Defence has committed to “replacing and expanding” its current fleet of 12 C-130J Hercules with newer versions of the same aircraft.
In what could be interpreted as a swipe at problems with the Spartan, the department said lessons had been learned from previous major acquisitions.
Having been manufactured for more than 60 years, the Lockheed Martin C-130 Hercules is the longest continuously produced military aircraft.
In total, 48 have supported ADF operations in Afghanistan, Iraq, East Timor and Vietnam, and humanitarian disaster relief missions in Pakistan, Indonesia, Papua New Guinea and the South Pacific.
Australia obtained its initial batch in December 1958, becoming the first nation to operate the aircraft outside of the US Air Force.
The four-engine turboprop, medium-lift aircraft increased transport capability, and reduced reliance on piston-driven aircraft such as the C-47.
The latest J variant was first operated in 1999 by the RAAF.
Defence said on Tuesday it had approached a number of aircraft manufacturers and received information on all available medium air mobility options.
“The relative merits of each aircraft type have been assessed against Australia’s capability requirements,” it said in a statement.
“Defence seeks a low risk, certified in all roles, proven, mature and affordable replacement aircraft that meets Australia’s air mobility needs.
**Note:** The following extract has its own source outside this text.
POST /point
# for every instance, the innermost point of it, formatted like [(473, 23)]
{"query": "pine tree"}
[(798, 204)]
Project principles have incorporated lessons learned from previous major Defence acquisitions as well as the in-service experience with the current C-130J fleet.
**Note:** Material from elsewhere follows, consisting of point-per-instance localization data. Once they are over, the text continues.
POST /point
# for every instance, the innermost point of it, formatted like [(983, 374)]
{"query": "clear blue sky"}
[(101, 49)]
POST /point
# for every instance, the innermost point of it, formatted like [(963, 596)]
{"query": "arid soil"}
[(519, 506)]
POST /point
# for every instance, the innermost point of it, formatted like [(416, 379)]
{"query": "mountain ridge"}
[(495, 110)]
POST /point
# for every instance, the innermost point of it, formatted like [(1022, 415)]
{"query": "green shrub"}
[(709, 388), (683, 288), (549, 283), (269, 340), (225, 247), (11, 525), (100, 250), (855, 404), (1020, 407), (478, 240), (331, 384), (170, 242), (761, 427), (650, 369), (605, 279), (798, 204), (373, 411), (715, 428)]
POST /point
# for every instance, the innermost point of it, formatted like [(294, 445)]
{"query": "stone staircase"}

“Defence has identified that the new C-130J aircraft represents the only option that meets all of Australia’s capability requirements and assures Defence’s medium air mobility capability without introducing substantial cost, schedule and capability risk.
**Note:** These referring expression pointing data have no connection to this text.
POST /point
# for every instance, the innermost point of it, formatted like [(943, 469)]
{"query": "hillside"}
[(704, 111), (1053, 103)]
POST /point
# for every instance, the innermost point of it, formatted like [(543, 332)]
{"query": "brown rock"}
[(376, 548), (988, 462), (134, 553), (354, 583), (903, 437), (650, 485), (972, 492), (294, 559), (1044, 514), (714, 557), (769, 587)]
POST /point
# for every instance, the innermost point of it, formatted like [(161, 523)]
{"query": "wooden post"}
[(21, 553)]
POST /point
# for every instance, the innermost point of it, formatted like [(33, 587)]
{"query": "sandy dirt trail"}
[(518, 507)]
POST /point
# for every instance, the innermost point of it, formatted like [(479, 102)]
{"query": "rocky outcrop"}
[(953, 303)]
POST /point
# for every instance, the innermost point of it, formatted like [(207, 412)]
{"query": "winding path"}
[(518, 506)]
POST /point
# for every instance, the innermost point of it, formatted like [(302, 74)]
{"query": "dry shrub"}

“As a result, new C-130J aircraft will be the only option that Defence will progress for government approval under Project AIR 7404 Phase 1 in 2023.”
The federal government’s faith in the Hercules comes after it last month highlighted the Spartan’s inability to land on battlefields as an example of mismanagement of Defence projects by the previous Liberal federal government.
The Albanese government said it found that at least 28 projects are behind schedule by a cumulative 97 years, while 18 were also over budget.
It claimed the blowout in costs reached $6.5 billion and pledged a raft of reforms to stop future complications.
Australia currently has 10 Spartans operated by No. 35 Squadron from RAAF Base Amberley, which now focuses on peacetime operations such as search and rescue and aeromedical operations.
The RAAF initially bought the aircraft as a replacement for the Caribou, to fit in between the Chinook and larger Hercules and C-17 Globemaster.